Kansas City Power & Light said Monday it was dropping a St. Joseph company from its popular solar energy rebate program after finding instances of installed systems that were smaller than promised.

The utility also said it was approached last month by the Federal Bureau of Investigation about the installation company, U.S. Solar, and is cooperating with the bureau’s investigation. A FBI spokeswoman declined to comment.

KCP&L commissioned an audit of its rebate program in June, and it’s expected to be completed in two weeks. But the utility said enough had been discovered to conclude there were numerous examples of U.S. Solar installations’ having less capacity to generate power than the company said. That allowed U.S. solar to overcharge those customers and collect more rebates than justified, the utility said.

“They are not delivering on what they say they are going to do,” said Chuck Caisley, a spokesman for KCP&L.

The owner of U.S. Solar, which has installed hundreds of solar energy units for homes and businesses, rejected KCP&L’s allegations.

“They are 100 percent incorrect,” said the owner, Trevor Dryden.

He said the audit made a mistake that needs to be corrected. His company reduced the number of panels in those systems that are being challenged, he said, but larger panels were installed that provided the capacity promised. He said his company also was being targeted by competitors envious of his firm’s success who want more of the rebates for themselves.

Caisley said the audit’s conclusions were based on comparing the wattage capacity of the systems promised to what was installed. KCP&L said it would be more specific about the amount of overcharges later.

Caisley also said the utility would accept no new applications for U.S. Solar installations. Those that are pending will be honored, but only after a final inspection of the systems.
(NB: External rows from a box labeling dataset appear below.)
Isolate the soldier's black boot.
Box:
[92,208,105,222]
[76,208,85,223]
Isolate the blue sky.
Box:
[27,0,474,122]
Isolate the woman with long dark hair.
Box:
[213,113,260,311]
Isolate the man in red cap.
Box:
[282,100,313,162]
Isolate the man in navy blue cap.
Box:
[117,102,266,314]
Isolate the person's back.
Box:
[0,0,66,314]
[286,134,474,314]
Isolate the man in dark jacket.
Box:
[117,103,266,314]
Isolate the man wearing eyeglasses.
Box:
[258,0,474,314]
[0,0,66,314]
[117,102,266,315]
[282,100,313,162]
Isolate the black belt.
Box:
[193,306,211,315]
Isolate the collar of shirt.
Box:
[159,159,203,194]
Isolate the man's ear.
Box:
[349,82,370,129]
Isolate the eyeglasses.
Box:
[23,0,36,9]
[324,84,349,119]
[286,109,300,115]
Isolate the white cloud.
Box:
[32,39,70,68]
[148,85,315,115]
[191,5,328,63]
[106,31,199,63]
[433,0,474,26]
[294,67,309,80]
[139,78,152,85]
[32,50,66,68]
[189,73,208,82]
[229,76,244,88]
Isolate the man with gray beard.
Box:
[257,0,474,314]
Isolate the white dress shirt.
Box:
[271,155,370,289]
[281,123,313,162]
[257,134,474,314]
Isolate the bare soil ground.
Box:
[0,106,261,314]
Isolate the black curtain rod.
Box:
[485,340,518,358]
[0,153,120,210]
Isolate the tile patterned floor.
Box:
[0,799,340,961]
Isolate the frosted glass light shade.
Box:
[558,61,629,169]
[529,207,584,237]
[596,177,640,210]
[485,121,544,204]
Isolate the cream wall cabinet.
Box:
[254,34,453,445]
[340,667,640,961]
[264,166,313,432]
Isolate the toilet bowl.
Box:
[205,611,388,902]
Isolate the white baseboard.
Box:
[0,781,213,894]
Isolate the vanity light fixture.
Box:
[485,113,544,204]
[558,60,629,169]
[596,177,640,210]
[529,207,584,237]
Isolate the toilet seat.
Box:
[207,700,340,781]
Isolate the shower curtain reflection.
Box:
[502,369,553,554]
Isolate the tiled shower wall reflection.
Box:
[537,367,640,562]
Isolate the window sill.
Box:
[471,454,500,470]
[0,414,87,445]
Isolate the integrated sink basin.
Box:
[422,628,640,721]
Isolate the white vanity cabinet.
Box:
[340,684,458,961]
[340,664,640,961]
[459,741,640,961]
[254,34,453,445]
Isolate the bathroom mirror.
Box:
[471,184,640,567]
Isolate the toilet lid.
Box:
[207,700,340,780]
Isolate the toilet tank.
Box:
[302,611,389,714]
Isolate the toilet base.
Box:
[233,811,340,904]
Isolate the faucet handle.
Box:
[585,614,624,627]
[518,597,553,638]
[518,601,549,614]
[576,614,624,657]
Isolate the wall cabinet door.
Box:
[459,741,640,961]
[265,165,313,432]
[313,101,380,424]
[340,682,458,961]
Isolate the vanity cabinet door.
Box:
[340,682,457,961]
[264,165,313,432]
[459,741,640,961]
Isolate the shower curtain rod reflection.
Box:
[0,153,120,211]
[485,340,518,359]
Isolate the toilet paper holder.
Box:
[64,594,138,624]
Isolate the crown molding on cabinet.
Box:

KCP&L is asking staff at the Missouri Public Service Commission to review those steps to ensure they meet state rules governing the rebate program.

The rebate program, which provides $2 per watt of capacity, has been very popular and when combined with other incentives pays the majority of a solar system’s cost. But KCP&L earlier this month said it was capping the program to keep it from violating state rules that it can’t affect rates by more than 1 percent.

That decision was criticized by solar energy companies and environmentalists. The Missouri Solar Energy Industries Association asked state regulators to audit U.S. Solar and prevent any improper payments from being included in the caps.

Susan Brown, a board member of the association and vice president of Brightergy, a Kansas City installer of solar energy systems, said the association expelled U.S. Solar from its organization in March for an ethics violation in its dealings with a customer, and there were growing concerns about the company.

She welcomed KCP&L’s decision to drop U.S. Solar but questioned why it took so long.

“We want a full investigation because we don’t know what’s going on over there,” she said.

But Caisley said the utility had been diligent in monitoring the rebate program, while the solar association could have done more to publicize its concerns about U.S. Solar.

KCP&L in the summer of 2012 fielded two complaints from U.S. Solar customers about their installations, which were corrected after KCP&L investigated. Last month, after hearing the solar association’s concerns about U.S. Solar, KCP&L agreed to audit the top 10 solar companies in the program.